Это даже не хуже, господи помилуй, чем наблюдать, как твой собственный человечий Папуля умирает в реальной жизни, когда ты вдруг соображаешь: «Отец, Отец, почто Ты Меня оставил?»
[65]
– по-настоящему, человек, подаривший тебе полное надежд рожденье, загибается у тебя прямо на глазах и бросает тебя на произвол со всей этой проблемой и бременем (твоим я) своей собственной глупости вообще верования в то, что «жизнь» стоила хоть чего-то, помимо того, чем она воняет там в Морге Беллвью, когда мне пришлось опознавать труп Франца. Твой человечий отец сидит в смерти, пока тебя это едва не удовлетворяет. Вот что так грустно и ужасно в движении современной религии «Бог Умер», это самая печальная и унылая философская идея всех времен.
X
Из-за того, что мы знаем: у грубого, мерзкосердого, Бешено-Псового творенья есть сторона сострадательного милосердия, как свидетельствует о том кошка-мать (Мать Природа), если наблюдать, как она моет и утешает своих котяток в корзинке (чуть не сказал «могилке») и, не жилясь, отдает собственное молоко добросердечья:
[66]
мы видели, как грубое творенье прислало нам Сына Человечьего, кой, дабы доказать, что нам надо следовать Его примеру милосердия, братской любви, милостыни, терпения, сдался безропотно на заклание. Иначе мы б пример Его восприняли не всерьез. Видя, что Он не шутит аж до самого креста, мы впечатлены. Настолько под впечатлением, что доходит до того, что это уже становится чем-то вроде искупления, выдергивания из моря, спасительным «ура». Но нас-то искупить нельзя, «покуда не поверим», говорится там, либо не последуем Его примеру.

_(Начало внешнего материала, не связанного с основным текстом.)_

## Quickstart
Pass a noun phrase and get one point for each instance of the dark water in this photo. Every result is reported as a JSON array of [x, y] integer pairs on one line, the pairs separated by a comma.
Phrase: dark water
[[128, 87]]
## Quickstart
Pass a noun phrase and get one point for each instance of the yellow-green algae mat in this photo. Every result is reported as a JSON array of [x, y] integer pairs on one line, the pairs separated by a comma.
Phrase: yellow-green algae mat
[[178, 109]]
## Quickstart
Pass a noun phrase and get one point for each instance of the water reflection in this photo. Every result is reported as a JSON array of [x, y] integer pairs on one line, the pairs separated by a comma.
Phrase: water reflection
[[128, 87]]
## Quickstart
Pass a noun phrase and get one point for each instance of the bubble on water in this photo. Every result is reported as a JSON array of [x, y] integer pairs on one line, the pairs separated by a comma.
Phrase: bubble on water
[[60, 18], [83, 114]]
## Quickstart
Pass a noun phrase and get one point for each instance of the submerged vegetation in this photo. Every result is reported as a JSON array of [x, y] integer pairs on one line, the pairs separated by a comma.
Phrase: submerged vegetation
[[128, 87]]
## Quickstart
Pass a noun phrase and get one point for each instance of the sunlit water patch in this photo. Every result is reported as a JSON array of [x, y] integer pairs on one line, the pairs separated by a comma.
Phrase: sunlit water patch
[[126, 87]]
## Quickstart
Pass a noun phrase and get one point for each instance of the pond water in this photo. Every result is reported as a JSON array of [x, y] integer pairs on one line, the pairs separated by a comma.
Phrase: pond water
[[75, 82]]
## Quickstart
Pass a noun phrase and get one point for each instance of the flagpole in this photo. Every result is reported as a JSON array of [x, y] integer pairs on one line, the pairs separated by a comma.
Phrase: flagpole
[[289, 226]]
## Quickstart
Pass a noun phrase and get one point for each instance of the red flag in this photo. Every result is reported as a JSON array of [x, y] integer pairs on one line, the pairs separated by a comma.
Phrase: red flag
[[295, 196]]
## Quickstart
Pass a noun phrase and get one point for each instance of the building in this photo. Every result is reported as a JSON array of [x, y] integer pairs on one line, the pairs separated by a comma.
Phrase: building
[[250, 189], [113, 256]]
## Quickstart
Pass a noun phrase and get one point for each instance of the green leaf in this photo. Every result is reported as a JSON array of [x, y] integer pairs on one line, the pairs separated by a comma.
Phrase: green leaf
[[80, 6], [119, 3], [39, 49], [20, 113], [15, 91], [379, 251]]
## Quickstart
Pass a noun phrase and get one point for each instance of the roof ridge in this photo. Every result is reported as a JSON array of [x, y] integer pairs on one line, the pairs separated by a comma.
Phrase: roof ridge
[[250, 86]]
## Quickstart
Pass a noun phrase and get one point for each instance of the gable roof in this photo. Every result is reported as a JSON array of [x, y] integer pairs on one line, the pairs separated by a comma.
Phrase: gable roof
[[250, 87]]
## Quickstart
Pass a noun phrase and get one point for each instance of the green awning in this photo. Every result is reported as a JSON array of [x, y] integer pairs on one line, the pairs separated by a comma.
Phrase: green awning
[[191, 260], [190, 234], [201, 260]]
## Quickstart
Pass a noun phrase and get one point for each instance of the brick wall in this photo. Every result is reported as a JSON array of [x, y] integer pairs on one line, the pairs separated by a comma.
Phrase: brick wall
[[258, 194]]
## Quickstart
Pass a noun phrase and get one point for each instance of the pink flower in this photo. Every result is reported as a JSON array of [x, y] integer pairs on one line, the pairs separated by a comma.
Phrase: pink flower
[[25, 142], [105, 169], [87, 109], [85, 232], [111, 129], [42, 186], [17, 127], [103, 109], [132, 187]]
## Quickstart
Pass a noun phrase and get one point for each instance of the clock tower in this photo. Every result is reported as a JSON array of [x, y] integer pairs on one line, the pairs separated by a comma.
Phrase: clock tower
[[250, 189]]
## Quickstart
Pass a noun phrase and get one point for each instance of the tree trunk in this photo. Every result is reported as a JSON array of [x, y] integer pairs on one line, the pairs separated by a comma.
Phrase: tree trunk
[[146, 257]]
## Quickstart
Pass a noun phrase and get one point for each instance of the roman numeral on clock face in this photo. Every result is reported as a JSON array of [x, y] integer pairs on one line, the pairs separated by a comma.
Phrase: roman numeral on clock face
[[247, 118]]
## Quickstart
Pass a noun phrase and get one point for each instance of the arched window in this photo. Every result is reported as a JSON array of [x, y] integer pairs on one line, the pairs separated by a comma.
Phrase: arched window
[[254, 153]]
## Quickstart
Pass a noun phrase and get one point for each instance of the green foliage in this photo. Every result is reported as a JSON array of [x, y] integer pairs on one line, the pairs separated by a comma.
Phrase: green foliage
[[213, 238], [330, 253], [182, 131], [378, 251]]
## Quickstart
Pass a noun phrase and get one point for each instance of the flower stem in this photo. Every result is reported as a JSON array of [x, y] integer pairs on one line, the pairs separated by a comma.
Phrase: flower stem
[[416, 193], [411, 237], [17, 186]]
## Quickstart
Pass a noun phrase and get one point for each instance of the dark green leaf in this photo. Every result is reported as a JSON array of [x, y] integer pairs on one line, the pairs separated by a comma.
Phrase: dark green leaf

А кто на такое способен? Даже граф Лев Толстой нет, которому все равно приходилось жить в «скромной избе», но на собственных землях, хоть он и отписал свои «собственные земли», конечно, своей родне, и ему хватило бесстыдства тогда с этой командной высотки хвастовства написать «Царство Божие внутри вас». Если б я, к примеру, попробовал взять пример с Иисуса, мне бы сперва пришлось отказаться от своего пития, кое не дает мне слишком много думать (как я это делаю сейчас в ужасной боли нынче утром), и я б тогда обезумел и впал в государственный долг, и стал бы всех мучить в благословенной «общине» или же «обществе». И более того, мне бы стало смертельно скучно от знания, что даже у Иисуса в суме есть дыра: и дыра эта там, где Он говорит богатому юноше: «Пойди, все, что имеешь, продай и раздай нищим, и будешь иметь сокровище на небесах; и приходи, последуй за Мною»,
[67]
ладно, и куда мы сейчас, скитаться и клянчить еду у бедных трудолюбивых хозяев? и притом даже не богатых, как мать этого богатого юноши? но бедных и затурканных, как Марфа? Марфа не «выбирала лучшей доли», когда готовила, и горбатилась, и убиралась в доме весь день, пока ее младшая сестра Мария сидела в дверях, как современный битник с «квадратными» родителями, и беседовала с Иисусом о «религии», и «искуплении», и «спасении», и всей этой херне. Ждали ли Иисус и Мария Макги, пока им вечерю сготовят? Беседуя меж тем об искуплении? Как ты можешь искупиться, когда тебе что ни день надо вкладывать пищу в суму своего тела и выкладывать, как ты можешь «спастись», если вокруг все так вот бестолково и отягощено плотью? (Это же дыра и в суме Будды: он более-менее сказал: «Нормально мудрецам-Бодхисаттвам и Буддам клянчить себе на пропитание, если они это делают для того, чтоб научить обычный народ мира смиренью милостыни», – фу, я б решил.) Нет, весенний бутон, о котором я говорил, с дождевой росою на его новой зелени – это хохот полоумного. Рожденье – непосредственная причина всей боли и смерти, а Будде, загибающемуся от дизентерии в восемьдесят три года, следовало лишь сказать наконец: «Будьте сами себе лампадами, – последние слова, – сами себе прилежно устраивайте спасение», офигеть, какие слова можно было сказать, пока он там валялся в отвратной дизентерийной луже. Весна – хохот полоумного, утверждаю я.